Von dieser Art Lebensphilosophie können ihre Auftraggeber nur profitieren. Sie wisse, dass ihre Kunden zufrieden sind, wenn sie aus dem Haus gehe. Viel Chemie braucht es dafür nicht. „Je mehr Natur umso besser“, sagt sie. Mit Essig oder Zitrone geht schon eine Menge, etwa den Wasserhahn von Kalkablagerungen zu befreien. Essig, Backpulver oder Natron sind die Helfer ihrer Wahl, wenn es aus dem Abfluss stinkt. Das empfehle sie auch ihren Kunden. Oder man verzichtet ganz auf Zusätze, so Arnold. „Wenn man die richtigen Tücher hat, kann man fast nur mit Wasser reinigen.“
Der Rest war „Learning by doing“, etwa auf die richtige Körperhaltung beim Staubsaugen oder Wischen zu achten. „Der Körper ist immer verspannt, wenn man verkrampft arbeitet.“ Das Wissen darum gibt sie nicht nur an ihre Mitarbeiterinnen weiter, sondern auch an ihre Kunden. Körperlich anspruchsvoll bleibt das Putzen trotzdem, doch auch, wenn sie danach kaputt sei, sehe sie es nicht als schwere Arbeit an. Außerdem: „Jede Arbeit ist anstrengend, wichtig ist, dass man sie mag.“ Ihr Tun versteht Arnold mehr als ein „den Kunden unter die Arme greifen“. Nach getaner Arbeit genießt sie bei einem Rundgang durch Haus oder Wohnung das saubere Ergebnis.

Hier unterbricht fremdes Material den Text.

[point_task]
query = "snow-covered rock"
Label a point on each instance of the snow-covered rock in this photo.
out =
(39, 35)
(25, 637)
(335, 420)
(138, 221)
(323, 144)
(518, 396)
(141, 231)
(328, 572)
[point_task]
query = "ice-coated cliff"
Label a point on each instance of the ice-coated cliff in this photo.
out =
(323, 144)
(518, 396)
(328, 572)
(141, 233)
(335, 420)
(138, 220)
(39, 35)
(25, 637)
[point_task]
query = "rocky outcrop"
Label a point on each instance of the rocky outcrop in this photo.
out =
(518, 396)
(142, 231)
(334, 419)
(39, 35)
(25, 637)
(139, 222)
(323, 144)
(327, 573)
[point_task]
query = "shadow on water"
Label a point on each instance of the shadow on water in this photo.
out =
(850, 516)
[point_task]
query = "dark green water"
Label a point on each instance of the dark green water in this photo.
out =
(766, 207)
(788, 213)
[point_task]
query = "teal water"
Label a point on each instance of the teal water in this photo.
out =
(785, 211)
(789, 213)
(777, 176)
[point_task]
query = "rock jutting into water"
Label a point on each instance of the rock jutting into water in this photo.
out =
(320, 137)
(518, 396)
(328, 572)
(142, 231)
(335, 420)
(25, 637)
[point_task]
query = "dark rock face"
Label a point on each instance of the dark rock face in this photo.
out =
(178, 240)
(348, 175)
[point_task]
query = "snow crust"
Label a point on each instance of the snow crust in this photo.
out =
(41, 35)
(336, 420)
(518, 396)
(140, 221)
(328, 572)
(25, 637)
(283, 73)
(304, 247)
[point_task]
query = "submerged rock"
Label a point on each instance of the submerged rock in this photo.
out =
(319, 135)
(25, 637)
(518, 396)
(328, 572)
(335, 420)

Anfangs habe sie Sorge gehabt, ob der Schritt in die Selbstständigkeit funktioniert, ob die Kunden mit ihrer Arbeit zufrieden seien. Nach knapp zwei Jahren sagt Arnold selbstbewusst: „Es war eine sehr gute Entscheidung.“ Derzeit kann die Firma rund 30 Kunden pro Woche bedienen und sie erhalte fast täglich Anrufe, die nach einer Lücke in ihrem Kalender fragten. Das Spektrum der Interessenten, die bewusst eine offizielle Reinigungsfirma suchen, reicht von alten Menschen bis zu jungen Familien. „Aber so viele Hände hab ich nicht“, sagt Marijana Arnold, für die es ein Vollzeitjob ist. Sie führt darum eine Warteliste.
„Ich könnte noch ein paar Leute beschäftigen“, sagt sie. Nur sei das nicht immer einfach. Arnold habe Mitarbeiterinnen über das Arbeitsamt probiert und per Internet. Erreichbar ist die Firma Putzperle von Maijana Arnold per E-Mail unter putzperle-marijana@gmx.de oder per Telefon unter 0152/ 54 36 83 37.
88 Prozent Schwarzarbeit
„Rund 3,3 Millionen Haushalte in Deutschland beschäftigen gelegentlich oder regelmäßig eine Hilfe – und davon lassen rund 2,9 Millionen Haushalte schwarz reinigen, waschen und einkaufen“, so das Institut der deutschen Wirtschaft Köln im November 2020. Das sind demnach rund 88 Prozent der Haushalte, die ihre Reinigungskraft nicht anmelden. Aufgrund der Schaffung legaler Alternativen wie niedrigen bürokratischen Hürden und steuerlichen Anreizen ist diese Zahl damit um fünf Prozent gesunken.